Pour des enfants, survivre à un abandon précoce intense et durable augure d’une absence de trace d’attachement sécurisant dans leur mémoire. Ceci reviendrait à dire qu’elle est exempte d’une empreinte de souvenirs agréables. De fait, nombre de choses les effraie (la peur des autres, la peur de se montrer, la peur de mal agir, la peur de ne pas y parvenir, la peur d’être anéantie..) et ne parviennent à s’apaiser temporairement qu’au travers des actes d’automutilation ou encore de comportements autocentrés. Il leur est difficile voire impossible d’envisager des substituts affectifs puisque leur mémoire n’en possède pas le moindre vestige, pas plus qu’elle ne détienne de trace de créativité transitionnelle ou de récits culturels ou encore simplement de ligne d’horizon qui favorisant la visibilité d’une existence dans un futur.

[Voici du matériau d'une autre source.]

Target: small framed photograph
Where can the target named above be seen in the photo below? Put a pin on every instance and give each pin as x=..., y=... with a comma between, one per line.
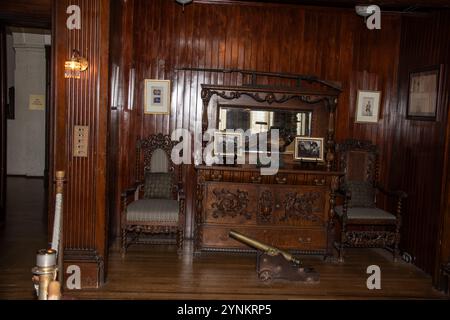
x=368, y=106
x=309, y=149
x=157, y=97
x=423, y=94
x=228, y=144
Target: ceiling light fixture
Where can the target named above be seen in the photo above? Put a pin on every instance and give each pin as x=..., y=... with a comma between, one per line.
x=183, y=2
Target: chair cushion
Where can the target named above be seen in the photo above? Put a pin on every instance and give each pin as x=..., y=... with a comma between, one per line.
x=365, y=213
x=153, y=210
x=363, y=194
x=158, y=186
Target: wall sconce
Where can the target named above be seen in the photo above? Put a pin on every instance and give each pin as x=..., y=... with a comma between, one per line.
x=74, y=66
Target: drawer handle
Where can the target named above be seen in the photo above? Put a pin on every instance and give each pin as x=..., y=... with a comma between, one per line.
x=256, y=179
x=308, y=240
x=318, y=182
x=216, y=177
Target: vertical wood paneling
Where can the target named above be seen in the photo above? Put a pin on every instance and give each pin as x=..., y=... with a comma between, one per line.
x=83, y=102
x=333, y=44
x=418, y=157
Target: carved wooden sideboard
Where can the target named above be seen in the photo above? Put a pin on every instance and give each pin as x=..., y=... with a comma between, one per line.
x=291, y=210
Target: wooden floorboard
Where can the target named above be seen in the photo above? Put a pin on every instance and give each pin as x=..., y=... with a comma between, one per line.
x=157, y=272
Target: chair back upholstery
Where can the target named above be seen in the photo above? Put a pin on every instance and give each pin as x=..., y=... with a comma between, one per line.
x=159, y=162
x=358, y=160
x=154, y=161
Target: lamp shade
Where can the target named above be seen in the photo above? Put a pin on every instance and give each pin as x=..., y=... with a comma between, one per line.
x=74, y=66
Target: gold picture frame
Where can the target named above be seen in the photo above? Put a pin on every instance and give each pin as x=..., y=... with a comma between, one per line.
x=368, y=106
x=423, y=93
x=157, y=97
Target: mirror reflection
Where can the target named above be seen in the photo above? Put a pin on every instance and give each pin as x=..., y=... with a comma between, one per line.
x=291, y=122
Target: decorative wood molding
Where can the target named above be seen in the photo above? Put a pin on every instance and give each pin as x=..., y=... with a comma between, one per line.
x=231, y=204
x=266, y=203
x=301, y=206
x=374, y=239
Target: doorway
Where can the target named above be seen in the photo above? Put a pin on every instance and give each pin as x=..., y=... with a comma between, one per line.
x=25, y=136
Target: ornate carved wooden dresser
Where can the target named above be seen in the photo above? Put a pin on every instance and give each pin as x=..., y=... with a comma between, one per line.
x=292, y=209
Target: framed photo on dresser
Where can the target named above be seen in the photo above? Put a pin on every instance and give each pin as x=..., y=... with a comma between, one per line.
x=309, y=149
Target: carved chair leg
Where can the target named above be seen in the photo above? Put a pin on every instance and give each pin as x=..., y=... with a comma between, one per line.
x=396, y=245
x=124, y=242
x=180, y=236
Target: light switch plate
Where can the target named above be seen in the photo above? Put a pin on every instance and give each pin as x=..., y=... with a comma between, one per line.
x=80, y=141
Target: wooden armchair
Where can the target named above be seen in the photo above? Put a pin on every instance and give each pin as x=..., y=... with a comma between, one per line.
x=156, y=205
x=360, y=223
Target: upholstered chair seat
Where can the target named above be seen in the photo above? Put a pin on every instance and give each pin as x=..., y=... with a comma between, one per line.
x=365, y=213
x=360, y=221
x=156, y=204
x=153, y=210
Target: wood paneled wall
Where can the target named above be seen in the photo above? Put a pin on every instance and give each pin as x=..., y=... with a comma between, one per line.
x=418, y=146
x=83, y=102
x=333, y=44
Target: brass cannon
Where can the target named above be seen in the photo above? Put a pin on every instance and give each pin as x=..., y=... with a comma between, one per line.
x=274, y=263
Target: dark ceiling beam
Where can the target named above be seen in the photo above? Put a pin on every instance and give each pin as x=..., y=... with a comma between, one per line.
x=397, y=5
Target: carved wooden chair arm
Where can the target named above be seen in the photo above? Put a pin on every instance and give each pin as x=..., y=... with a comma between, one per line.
x=346, y=194
x=392, y=193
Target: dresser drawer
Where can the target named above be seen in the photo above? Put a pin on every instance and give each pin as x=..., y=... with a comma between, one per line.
x=230, y=203
x=283, y=238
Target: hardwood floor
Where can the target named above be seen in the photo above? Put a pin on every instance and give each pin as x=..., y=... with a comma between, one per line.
x=24, y=233
x=158, y=272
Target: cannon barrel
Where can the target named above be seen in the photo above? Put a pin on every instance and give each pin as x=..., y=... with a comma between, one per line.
x=272, y=251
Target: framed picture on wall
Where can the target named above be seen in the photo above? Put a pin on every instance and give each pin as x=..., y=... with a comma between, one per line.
x=157, y=97
x=423, y=94
x=368, y=106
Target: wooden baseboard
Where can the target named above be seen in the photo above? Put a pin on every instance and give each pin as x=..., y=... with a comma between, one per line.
x=24, y=176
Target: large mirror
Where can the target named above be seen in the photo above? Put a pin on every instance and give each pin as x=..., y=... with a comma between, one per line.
x=289, y=122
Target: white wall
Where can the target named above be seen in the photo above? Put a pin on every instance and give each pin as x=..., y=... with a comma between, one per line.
x=26, y=134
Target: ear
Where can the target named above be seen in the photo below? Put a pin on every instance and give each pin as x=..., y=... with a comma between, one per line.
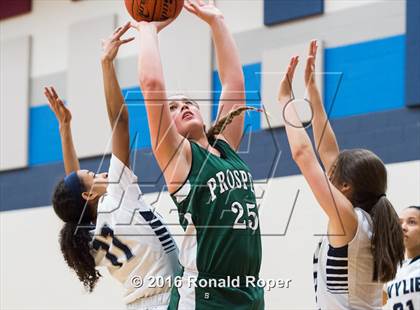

C’est à l’adolescence, que ces enfants qu’on croyait insoumis, effrontés défiant toute autorité, allant vers les extrêmes, souvent mêlés à des bagarres, ou à des affaires de délinquance, tombent aisément dans les filets du premier gourou qui passe leur proposant un cadre sévère qu’ils adoptent paradoxalement. Il arrive également qu’ils trouvent dans un établissement pénitentiaire, une armée, un hôpital psychiatrique, un cadre réglementaire qui les protège contre leurs propres démons, parce qu’ils s’affranchissent d’un libre arbitre dont ils ne savent faire usage. La liberté de choix est devenue l’épreuve qui les fera succomber, d’où¹ l’acceptation d’une cette main de fer, qui les tient et les sécurise. N’ayant jamais eu la possibilité de construire un attachement symbolique à un objet ou autre signifiant (une école ou un espace communautaire), ils s’y soumettent.
Apaisés, ils trouvent un réconfort éphémère dans un projet illusoire dont ils ne tardent pas à s’apercevoir, qu’il ne répond nullement à des attentes qu’eux-mêmes sont souvent incapables d’identifier et de qualifier. A l’image de quelqu’un qui souffre sans savoir ce qu’il a et qui prend un antalgique pour apaiser sa douleur, sachant que celui-ci ne soigne pas. Il s’apercevra peut être par la suite, qu’il n’aura pas toujours répondu à sa souffrance par un soin adapté.
Ces enfants ont souvent une perspective limitée, au point de croire que ce qui ne se voit pas ou qu’ils ne voient pas n’existe pas, que les choses auxquelles ils renoncent, cessent d’exister, ils ont le plus grand mal à imaginer que le monde continue de se développer et de perdurer car ils demeurent assujettis à l’instantané auxquels ils réagissent aux stimulations. Vivant au jour le jour, ils n’ont pas de rêves à réaliser, pas même d’histoires à raconter, leurs carences affectives résonnent comme une leucotomie mentale.